Architecture of a Real-Time Cost Dashboard

A cost dashboard pipeline has four components:

  1. Cost event ingestion: Raw log events (from instrumentation in Articles 2–3) stream into a data warehouse or time-series DB.
  2. Aggregation: Batch or stream-processing jobs compute spend by feature, user, model, hour.
  3. Metrics store: Pre-aggregated metrics stored in a metrics database (Prometheus, InfluxDB, or data warehouse) for fast querying.
  4. Visualization: Dashboard frontend (Grafana, Looker, custom web UI) queries metrics and renders charts.

Here is a conceptual pipeline:

App logs cost events
→ Pub/Sub (Kafka, Cloud Pub/Sub)
→ Stream processor (Flink, Dataflow)
→ BigQuery / Snowflake (warehouse)
→ Grafana / Looker (dashboard)

For a simpler setup (small teams, low volume):

App logs to PostgreSQL
→ cron job (hourly) aggregates and stores in Metrics table
→ Flask web app queries Metrics, renders dashboard

The simpler setup is easier to build and maintain; the complex setup scales to billions of events/day.

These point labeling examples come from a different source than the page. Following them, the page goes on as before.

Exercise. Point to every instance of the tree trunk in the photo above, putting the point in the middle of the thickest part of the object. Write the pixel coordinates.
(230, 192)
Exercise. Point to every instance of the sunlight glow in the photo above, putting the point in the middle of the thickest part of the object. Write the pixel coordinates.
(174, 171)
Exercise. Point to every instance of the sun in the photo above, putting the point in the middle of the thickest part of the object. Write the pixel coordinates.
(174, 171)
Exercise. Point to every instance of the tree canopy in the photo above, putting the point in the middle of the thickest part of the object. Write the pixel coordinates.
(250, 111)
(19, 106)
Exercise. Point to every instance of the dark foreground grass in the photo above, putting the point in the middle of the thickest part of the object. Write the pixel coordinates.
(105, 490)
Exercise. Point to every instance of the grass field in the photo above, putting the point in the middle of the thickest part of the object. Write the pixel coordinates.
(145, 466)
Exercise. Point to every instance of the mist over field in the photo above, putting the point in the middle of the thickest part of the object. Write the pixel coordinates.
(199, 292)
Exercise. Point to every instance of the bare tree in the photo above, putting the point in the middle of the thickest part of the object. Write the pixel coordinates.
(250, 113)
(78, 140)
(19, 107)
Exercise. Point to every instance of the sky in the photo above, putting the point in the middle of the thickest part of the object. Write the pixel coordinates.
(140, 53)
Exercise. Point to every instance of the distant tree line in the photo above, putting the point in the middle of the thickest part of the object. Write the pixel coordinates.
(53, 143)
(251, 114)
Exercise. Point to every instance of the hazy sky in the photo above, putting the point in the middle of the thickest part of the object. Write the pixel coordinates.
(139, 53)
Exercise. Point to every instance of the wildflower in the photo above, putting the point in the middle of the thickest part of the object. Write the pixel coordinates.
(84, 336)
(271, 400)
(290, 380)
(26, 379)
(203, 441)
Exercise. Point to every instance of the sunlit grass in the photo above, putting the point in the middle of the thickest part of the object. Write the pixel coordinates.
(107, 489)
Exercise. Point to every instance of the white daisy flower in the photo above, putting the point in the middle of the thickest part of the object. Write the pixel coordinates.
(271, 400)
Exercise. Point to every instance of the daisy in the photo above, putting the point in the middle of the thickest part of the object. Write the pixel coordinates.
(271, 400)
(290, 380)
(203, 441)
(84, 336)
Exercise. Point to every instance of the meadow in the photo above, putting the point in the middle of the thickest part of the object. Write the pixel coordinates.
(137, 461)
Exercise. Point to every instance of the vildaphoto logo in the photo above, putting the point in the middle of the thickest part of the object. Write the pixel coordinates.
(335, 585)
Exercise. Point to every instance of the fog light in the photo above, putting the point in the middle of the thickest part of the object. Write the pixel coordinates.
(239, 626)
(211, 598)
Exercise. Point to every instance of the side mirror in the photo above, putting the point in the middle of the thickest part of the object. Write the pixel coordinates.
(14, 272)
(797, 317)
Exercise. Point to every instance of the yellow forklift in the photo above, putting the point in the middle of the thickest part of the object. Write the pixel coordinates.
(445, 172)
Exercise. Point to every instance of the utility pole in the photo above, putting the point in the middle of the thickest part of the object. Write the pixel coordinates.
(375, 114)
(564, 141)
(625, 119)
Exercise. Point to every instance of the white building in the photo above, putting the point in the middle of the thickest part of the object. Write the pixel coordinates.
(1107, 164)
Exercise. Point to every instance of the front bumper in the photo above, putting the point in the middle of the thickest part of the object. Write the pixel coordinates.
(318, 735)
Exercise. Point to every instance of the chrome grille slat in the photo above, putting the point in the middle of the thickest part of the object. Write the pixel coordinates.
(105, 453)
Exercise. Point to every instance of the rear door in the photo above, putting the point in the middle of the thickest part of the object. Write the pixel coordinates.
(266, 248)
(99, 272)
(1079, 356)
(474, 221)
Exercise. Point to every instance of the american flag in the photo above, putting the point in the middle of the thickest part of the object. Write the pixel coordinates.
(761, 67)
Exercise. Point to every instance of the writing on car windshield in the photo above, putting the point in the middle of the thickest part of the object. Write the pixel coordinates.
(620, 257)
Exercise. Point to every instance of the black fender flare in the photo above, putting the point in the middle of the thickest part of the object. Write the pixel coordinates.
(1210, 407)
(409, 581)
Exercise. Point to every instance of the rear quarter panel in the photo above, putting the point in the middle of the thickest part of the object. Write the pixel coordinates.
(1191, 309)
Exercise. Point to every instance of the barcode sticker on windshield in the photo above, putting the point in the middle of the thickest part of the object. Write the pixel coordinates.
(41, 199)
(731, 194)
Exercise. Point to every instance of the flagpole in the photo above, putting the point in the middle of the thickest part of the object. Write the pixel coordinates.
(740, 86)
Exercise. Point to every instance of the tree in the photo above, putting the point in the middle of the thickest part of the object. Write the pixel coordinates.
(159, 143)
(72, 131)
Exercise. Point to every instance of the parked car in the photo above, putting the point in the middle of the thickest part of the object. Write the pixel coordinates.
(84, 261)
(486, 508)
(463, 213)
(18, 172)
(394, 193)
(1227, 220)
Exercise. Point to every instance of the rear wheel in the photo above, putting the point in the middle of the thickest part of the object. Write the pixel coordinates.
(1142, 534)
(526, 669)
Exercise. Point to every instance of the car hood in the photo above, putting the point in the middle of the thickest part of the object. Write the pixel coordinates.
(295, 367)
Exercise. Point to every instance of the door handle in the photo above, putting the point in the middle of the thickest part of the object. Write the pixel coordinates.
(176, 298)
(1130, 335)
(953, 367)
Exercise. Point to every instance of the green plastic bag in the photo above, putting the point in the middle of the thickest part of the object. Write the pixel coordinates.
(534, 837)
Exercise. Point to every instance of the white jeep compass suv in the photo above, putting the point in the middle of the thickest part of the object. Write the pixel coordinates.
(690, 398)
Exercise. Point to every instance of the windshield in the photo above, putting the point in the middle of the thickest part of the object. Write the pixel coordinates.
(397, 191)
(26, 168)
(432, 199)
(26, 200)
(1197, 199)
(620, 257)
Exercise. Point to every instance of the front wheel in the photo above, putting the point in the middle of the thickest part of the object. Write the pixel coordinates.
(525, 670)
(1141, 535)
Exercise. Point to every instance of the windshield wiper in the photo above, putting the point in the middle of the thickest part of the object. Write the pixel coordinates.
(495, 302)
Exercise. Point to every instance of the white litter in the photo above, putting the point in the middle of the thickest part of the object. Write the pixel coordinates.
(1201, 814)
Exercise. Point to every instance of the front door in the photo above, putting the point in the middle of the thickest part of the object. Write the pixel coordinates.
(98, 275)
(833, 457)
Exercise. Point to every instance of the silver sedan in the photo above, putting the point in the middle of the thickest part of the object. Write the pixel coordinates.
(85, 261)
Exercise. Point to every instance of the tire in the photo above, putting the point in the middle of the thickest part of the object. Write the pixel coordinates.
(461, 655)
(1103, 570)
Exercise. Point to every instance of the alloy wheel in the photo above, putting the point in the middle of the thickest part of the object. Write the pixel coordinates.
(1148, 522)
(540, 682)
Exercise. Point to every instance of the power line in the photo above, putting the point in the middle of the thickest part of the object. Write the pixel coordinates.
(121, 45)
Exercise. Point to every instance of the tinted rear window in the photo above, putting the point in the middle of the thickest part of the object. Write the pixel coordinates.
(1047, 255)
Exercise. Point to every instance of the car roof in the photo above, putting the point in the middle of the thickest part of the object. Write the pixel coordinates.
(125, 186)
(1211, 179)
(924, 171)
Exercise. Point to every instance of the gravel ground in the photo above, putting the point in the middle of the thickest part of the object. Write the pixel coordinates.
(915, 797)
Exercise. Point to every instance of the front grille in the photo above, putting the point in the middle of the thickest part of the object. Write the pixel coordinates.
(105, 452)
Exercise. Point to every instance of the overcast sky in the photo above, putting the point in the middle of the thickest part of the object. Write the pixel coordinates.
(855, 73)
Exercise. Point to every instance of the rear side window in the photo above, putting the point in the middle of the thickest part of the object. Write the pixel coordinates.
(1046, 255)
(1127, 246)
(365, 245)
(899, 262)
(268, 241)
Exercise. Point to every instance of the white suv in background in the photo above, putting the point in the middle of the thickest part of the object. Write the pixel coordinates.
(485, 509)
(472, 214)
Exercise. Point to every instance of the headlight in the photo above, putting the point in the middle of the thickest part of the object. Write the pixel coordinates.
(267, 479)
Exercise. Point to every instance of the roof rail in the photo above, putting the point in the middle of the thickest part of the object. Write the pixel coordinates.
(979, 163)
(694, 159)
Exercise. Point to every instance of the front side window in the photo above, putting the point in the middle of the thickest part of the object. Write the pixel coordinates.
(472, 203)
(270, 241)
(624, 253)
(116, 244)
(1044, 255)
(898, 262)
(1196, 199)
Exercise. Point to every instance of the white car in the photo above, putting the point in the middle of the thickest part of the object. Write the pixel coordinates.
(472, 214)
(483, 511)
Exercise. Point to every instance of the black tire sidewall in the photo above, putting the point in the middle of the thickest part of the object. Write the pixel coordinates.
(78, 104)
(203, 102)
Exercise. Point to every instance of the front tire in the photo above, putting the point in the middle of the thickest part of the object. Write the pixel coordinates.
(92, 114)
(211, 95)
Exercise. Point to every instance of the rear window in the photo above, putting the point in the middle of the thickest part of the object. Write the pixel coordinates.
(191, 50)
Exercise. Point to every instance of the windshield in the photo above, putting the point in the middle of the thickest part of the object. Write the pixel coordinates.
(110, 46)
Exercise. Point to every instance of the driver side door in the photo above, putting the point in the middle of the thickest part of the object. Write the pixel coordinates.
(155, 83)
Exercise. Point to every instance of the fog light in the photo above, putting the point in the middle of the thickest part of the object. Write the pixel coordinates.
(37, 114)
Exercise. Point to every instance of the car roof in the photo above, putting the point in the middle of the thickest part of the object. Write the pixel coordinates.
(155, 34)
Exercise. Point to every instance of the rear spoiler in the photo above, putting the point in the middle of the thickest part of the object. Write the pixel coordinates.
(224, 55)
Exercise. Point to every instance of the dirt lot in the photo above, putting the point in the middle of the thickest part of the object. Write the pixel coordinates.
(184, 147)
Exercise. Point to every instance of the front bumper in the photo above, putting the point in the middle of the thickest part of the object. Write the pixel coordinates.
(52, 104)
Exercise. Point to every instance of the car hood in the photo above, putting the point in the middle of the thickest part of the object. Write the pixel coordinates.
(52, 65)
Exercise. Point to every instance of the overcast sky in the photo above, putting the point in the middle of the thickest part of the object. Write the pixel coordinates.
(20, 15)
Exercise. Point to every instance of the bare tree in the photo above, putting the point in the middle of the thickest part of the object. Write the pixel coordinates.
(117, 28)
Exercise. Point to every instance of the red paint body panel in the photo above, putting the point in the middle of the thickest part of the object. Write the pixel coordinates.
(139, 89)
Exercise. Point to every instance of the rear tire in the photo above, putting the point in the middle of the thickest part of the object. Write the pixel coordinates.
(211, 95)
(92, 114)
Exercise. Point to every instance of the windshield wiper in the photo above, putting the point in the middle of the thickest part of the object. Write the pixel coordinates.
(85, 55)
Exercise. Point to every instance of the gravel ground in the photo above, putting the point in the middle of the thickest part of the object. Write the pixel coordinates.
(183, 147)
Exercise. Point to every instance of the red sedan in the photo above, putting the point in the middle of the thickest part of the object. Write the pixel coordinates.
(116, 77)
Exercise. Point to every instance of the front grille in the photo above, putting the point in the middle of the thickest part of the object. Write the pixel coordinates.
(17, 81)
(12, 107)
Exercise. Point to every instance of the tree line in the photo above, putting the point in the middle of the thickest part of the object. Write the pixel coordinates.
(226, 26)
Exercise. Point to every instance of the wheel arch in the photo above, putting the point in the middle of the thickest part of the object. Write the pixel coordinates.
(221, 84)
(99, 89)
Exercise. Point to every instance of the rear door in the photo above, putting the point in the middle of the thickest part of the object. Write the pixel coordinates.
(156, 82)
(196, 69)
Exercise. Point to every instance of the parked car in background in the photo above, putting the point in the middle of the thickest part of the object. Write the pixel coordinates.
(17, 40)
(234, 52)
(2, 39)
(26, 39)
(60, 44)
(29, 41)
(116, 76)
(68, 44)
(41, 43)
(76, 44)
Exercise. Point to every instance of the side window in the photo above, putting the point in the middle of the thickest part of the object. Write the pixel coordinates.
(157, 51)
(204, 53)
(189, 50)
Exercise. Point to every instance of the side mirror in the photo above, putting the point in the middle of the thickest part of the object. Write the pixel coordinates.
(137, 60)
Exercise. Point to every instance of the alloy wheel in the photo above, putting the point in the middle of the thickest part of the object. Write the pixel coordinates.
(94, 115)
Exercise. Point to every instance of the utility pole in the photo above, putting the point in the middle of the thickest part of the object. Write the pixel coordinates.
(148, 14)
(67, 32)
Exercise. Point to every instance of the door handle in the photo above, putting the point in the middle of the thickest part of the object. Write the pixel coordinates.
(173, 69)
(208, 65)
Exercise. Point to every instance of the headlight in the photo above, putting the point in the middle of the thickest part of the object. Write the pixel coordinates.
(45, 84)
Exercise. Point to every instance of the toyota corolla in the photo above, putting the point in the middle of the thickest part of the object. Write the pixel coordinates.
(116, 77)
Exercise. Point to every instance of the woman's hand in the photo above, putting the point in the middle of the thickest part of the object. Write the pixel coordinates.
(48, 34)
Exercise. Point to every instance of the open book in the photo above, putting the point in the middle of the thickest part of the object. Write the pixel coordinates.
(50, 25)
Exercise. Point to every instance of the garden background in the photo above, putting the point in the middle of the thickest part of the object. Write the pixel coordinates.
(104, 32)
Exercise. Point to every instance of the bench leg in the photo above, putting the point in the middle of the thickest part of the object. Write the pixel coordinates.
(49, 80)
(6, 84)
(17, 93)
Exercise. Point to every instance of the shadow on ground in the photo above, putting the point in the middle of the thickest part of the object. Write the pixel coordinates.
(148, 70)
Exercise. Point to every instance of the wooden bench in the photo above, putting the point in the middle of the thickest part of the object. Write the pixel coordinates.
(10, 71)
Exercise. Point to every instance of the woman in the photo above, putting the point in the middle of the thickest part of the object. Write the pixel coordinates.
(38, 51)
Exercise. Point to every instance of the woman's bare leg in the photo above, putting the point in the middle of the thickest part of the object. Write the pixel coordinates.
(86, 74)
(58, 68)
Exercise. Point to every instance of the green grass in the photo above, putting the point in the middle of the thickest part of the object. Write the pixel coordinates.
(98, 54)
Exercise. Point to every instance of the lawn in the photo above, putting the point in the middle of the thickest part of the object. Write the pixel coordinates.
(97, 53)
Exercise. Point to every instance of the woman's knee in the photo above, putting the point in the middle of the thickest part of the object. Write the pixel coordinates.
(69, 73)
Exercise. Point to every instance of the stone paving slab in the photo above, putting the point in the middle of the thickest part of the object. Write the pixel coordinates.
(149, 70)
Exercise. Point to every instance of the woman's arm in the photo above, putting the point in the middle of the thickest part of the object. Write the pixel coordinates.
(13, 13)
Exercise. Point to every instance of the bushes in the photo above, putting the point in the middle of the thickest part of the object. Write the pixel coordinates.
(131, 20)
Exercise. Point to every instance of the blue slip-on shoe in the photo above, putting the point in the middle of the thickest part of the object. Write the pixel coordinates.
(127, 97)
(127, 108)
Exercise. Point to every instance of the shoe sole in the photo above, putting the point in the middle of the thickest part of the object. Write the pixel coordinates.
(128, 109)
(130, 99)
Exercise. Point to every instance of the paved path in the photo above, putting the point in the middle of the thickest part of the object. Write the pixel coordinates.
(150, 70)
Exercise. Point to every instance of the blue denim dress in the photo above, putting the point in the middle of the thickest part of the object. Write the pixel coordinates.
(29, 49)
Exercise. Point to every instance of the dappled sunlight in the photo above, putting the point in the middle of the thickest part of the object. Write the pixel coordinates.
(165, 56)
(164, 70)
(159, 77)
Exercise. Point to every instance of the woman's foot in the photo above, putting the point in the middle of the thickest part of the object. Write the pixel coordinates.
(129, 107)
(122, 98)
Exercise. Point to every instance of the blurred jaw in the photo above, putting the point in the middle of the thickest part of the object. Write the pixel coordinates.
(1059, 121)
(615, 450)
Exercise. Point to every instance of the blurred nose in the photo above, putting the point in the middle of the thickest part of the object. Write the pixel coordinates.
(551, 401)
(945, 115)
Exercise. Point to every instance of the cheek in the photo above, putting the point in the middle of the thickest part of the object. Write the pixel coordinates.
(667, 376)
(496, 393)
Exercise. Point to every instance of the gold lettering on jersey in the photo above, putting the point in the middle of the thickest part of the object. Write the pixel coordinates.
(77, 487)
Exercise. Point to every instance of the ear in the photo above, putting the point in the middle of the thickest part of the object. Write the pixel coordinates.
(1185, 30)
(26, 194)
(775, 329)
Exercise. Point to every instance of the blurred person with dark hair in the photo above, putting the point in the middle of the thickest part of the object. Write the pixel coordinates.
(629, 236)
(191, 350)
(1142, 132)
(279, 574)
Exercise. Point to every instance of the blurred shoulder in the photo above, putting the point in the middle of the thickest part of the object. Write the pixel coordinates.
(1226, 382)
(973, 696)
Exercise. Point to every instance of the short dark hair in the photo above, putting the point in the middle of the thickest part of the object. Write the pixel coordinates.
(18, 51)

Start simple; scale up only if needed.

Building a Lightweight Cost Dashboard with PostgreSQL + Flask

Here is a minimal, production-ready dashboard in one afternoon:

import flask
import psycopg2
from datetime import datetime, timedelta
import json

app = flask.Flask(__name__)
db_url = "postgresql://user:password@localhost/cost_db"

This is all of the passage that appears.